Wie das Zeichnerische in der Lage ist, ganze Universen zu erschaffen und den Einblick in eine fremde Welt zu eröffnen, zeigt die Ausstellungen an einer Gruppe verschiedener Positionen. So präsentiert die chilenische Künstlerin Sandra Vásquez de la Horra (*1967) mit der Faltarbeit Pachamama (2019) und ihren ebenfalls aus Papier gefalteten und mit Zeichnungen versehenen „Häusern“ beinahe märchenhaft-mythische, stark narrative Werke, welche die Kraft indigener Vorstellungen des Weiblichen und Göttlichen heraufbeschwören, aber in ihrer etwas ambiguen, düsteren Ausstrahlung auch biografische Erfahrungen der Künstlerin einfließen lassen, die in einer Diktatur aufwuchs. Dem Format eines Skizzenbuches entsprechend hält der Künstler Hartmut Neumann (*1954) in seinen Bleistift- und Buntstiftzeichnungen eine unerschöpfliche, geradezu enzyklopädische Fülle botanischer Lebewesen, Formen, Habitate und Landschaften detailliert fest, die es jedoch gar nicht gibt. Surreale Elemente, wie Augen zwischen Hügeln, weisen auf eine Logik hin, die nur der Künstler kennt.

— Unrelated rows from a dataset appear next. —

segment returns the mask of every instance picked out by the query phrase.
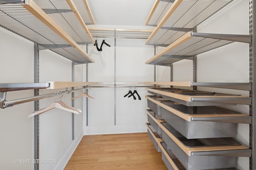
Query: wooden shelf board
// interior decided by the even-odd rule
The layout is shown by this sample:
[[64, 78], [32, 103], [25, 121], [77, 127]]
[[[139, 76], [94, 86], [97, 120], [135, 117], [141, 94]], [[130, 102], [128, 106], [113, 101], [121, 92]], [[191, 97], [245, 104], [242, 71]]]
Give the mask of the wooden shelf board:
[[164, 108], [166, 110], [170, 111], [175, 115], [179, 116], [180, 117], [188, 121], [191, 121], [191, 119], [192, 117], [240, 117], [244, 116], [248, 116], [248, 115], [244, 113], [240, 114], [193, 114], [188, 115], [182, 113], [178, 110], [174, 109], [168, 106], [165, 105], [161, 102], [154, 100], [149, 96], [145, 96], [147, 99], [149, 100], [151, 102], [155, 103], [158, 105]]
[[194, 152], [206, 152], [220, 150], [230, 150], [241, 149], [248, 149], [248, 147], [243, 145], [237, 146], [224, 146], [216, 147], [198, 147], [188, 148], [185, 146], [176, 137], [171, 133], [163, 125], [159, 126], [172, 139], [175, 143], [188, 156], [192, 156], [191, 153]]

Dieses Prinzip des zeichnerischen Kosmos, der keine Grenzen kennt, so lange die Quelle der Fantasie sprudelt, lässt sich auch in dem Werk der tschechischen Künstlerin Veronika Holcová (*1973) erkennen. In ihren farbigen Zeichnungen, die durch verschiedene Techniken entstehen, vermischen sich menschliche und mythische Aspekte, Ausdrücke von Gefühlen treffen auf rätselhafte Spekulationen. Holcová sieht ihre ästhetisch bezaubernden Zeichnungen, die mal froh, mal melancholisch erscheinen, als Tagebuch, in dem sie festhält, was ihr gerade durch den Kopf geht. Eine Erweiterung des Möglichkeitsraum des Zeichnerischen nimmt wiederum Birgit Hölmer (*1967) vor, indem sie aus feinen Klebestreifen, welche tatsächlich Schnittreste aus Druckereien sind, auf dem Fussboden der Ausstellungsräume an verschiedenen Stellen grafische Kompositionen erschafft. In fast mathematischer Strenge oszillieren diese Arbeiten CUTS Floor Kai 10 durch ihre suggerierte Körperlichkeit zwischen Ein- und Dreidimensionalität.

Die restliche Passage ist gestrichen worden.